In 2021, the novel was adapted as a playwright, where William Castaño-Bedoya takes us through the world of Ludovico. At first the reader may think that Ludovico is a character who intends to show us his limited and boring world, but as the story progresses, we discover a primary and elementary orb that does not lack its interpretations, its feelings, its compassion, and its passions. However, the reader faces the great and painful paradox of this novel, that Ludovico suffers and tells unconsciously. The drama of his life, restricted by his poor comprehension, his disobedient vision, and his clumsy ear, condemn him to a fractional understanding that he tries to fill with his fantasy. The story of the one who carries within him an unopened irony and whose simplicity leads us unexpectedly to the borders of laughter and crying. Ludovico lives, like an invisible veil, the double lack of expressing his world and of understanding the one around him.
2012 – 2016
In Flores para María Sucel, through the setting of the exiles of being, represented by Gilberto in his frequent escapes from his reality, he delivers a novel that teaches the transfer of several generations through a difficult Colombia. There is always a continuous observance of the causes that make the characters unique, without losing their universality. María Sucel represents the Latin American woman who fights for the survival of her family, sacrificing her own right to be happy.

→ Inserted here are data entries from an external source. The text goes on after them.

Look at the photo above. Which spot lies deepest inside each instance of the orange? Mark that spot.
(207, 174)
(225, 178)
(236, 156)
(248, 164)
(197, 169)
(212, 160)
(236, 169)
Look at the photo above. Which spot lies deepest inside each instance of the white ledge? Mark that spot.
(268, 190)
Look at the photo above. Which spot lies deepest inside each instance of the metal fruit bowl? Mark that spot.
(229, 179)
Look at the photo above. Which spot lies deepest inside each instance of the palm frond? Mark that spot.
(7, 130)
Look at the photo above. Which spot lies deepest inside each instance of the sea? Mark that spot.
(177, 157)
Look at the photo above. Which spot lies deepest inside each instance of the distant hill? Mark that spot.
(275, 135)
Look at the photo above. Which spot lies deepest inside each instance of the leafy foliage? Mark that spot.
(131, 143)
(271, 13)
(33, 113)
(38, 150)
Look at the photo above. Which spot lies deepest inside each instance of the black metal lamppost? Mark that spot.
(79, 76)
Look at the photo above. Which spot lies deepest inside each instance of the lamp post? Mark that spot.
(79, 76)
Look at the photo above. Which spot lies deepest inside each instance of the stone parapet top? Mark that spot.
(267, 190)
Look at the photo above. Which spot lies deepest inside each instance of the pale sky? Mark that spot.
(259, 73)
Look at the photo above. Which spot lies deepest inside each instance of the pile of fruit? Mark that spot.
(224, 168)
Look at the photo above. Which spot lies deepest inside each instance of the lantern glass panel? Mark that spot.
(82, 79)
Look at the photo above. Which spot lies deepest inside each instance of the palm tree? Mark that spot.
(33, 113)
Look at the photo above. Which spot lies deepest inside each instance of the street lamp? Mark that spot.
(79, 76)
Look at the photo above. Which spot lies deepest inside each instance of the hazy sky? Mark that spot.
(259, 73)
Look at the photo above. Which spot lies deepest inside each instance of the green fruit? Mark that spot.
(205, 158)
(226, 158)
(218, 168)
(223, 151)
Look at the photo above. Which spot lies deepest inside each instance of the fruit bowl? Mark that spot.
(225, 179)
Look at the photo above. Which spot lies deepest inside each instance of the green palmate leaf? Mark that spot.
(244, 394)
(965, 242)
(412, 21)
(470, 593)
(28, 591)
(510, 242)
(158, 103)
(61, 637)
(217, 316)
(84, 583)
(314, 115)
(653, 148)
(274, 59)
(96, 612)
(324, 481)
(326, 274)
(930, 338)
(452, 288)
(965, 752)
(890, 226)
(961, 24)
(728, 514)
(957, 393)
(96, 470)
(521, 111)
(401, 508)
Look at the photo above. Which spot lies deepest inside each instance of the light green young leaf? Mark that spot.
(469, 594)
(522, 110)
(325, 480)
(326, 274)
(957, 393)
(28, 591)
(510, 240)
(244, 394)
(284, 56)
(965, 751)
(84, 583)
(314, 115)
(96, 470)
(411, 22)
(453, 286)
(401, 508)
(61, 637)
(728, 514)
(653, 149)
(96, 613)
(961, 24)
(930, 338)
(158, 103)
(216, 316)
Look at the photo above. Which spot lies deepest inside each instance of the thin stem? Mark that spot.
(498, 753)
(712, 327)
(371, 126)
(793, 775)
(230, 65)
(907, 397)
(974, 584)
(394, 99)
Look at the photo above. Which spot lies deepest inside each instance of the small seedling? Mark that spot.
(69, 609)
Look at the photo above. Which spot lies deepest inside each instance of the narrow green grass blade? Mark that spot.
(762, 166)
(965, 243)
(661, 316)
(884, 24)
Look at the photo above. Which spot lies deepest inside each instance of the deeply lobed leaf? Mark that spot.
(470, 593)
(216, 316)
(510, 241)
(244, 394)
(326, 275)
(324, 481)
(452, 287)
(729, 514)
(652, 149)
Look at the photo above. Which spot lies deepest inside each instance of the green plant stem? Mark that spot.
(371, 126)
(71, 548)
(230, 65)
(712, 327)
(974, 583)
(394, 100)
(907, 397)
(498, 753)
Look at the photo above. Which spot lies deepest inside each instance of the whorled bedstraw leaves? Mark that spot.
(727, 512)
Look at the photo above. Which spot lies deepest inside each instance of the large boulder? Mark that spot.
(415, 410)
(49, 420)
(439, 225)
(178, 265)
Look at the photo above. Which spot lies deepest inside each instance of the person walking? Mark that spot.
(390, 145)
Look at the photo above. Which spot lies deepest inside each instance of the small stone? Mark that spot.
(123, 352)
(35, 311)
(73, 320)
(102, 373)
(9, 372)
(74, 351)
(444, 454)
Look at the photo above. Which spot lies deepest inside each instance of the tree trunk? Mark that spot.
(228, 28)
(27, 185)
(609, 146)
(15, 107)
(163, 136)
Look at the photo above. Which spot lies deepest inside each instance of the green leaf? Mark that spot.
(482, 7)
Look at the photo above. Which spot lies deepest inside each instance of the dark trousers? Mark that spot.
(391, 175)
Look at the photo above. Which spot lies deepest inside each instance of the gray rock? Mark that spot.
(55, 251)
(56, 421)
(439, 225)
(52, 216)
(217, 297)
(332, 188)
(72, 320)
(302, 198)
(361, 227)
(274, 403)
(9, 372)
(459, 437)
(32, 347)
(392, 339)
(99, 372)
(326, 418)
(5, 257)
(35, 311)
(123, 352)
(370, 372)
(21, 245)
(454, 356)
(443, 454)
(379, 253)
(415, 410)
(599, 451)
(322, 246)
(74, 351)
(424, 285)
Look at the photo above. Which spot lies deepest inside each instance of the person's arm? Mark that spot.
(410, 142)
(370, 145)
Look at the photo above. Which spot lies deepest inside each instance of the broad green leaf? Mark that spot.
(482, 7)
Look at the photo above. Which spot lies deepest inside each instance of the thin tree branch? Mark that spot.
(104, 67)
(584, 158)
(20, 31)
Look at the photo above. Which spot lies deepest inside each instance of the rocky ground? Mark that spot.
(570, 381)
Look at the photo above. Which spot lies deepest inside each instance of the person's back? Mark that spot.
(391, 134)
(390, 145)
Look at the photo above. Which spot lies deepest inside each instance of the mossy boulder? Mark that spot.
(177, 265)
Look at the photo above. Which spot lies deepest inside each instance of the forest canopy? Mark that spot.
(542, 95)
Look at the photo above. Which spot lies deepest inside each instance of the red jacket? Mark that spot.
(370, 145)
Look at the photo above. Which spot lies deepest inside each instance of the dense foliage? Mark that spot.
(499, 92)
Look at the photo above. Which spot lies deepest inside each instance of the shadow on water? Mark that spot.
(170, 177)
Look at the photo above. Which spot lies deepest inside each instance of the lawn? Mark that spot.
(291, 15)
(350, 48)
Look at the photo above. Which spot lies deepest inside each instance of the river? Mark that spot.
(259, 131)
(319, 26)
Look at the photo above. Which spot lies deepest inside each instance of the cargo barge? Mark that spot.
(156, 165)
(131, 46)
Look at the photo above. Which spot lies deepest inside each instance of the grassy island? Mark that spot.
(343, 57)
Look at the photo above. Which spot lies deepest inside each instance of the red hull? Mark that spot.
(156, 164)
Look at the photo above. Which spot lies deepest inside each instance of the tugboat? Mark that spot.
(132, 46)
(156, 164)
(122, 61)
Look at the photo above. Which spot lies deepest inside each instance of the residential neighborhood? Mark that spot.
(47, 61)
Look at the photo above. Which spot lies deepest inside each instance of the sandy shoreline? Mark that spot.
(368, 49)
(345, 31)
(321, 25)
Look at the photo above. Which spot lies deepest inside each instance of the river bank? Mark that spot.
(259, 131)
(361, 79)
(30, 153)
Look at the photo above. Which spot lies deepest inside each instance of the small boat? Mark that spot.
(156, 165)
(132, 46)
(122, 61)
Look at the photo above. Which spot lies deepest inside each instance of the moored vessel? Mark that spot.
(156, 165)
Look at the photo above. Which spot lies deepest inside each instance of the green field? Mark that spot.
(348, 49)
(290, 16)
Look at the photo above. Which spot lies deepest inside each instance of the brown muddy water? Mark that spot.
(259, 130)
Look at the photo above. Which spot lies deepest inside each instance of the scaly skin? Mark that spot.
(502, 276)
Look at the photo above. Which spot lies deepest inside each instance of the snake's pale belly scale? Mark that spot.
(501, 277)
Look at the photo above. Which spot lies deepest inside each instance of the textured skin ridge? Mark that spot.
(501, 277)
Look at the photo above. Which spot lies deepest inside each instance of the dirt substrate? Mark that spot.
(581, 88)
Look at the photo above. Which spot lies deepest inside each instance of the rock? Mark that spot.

Flores began to be structured in the emergency room of the hospital where María Sucel passed away, and then continued in old Caldas, where William traveled in 1994 to investigate the life of a generation passed to Maria Sucel and Gilberto, following in the footsteps of his great-grandparents. He mostly wrote between the fragments of time allowed during his constant travel to countries in the continent, writing on the planes and in the hotels where he stayed. William decided to incorporate the novel with a high content of fiction because he did not want to make it autobiographical, but simply with the intention to highlight aspects of the human condition. Hence, Flores para María Sucel became a piece of historical fiction that preserves real moments in which the death of María Sucel, who died in 1993 as a victim of medical malpractice at a high-ranking clinic in Bogotá, stands out. The malpractice occurred when performing routine exams prior to her trip to the United States, where she would join William. The novel was completed in 2006. A very short printing of copies served for its presentation among friends in the Books & Books bookstore of Coral Gables. The novel was saved, and it was with Book&Bilias that it was dusted off, and it had some style tweaks made, helped by his friends.
2021
William’s literary work has deepened on different fronts. In evolution are several works of corporate fiction and political fiction, the most advanced being the novel We the Other People, which has been worked on for several years and will be published by the end of May 2023. For Ludovico, William has already made the adaptation for theater, with aspiration as a classical theater project that will be proposed to producers in the United States and Latin America. Likewise, William made the narration of Los Monólogos de Ludovico, in a work that catapults this novel as an indispensable piece within the modality of audiobooks.
Although his work has not been exhibited commercially or distributed until now, William was recognized in 2016 with the Medal of Literary Merit that the Government of Quindío, confers on its citizens. In 2019 William decides to leave the entire corporate world and immerse himself completely in literature, a profession he exercises with care from the freedom of his thoughts. William’s works are in the process of translation to English as they will be presented to the American public in the winter of 2022. William is a Colombian American citizen and resides, with his family, in the city of Coral Gables in the State of Florida.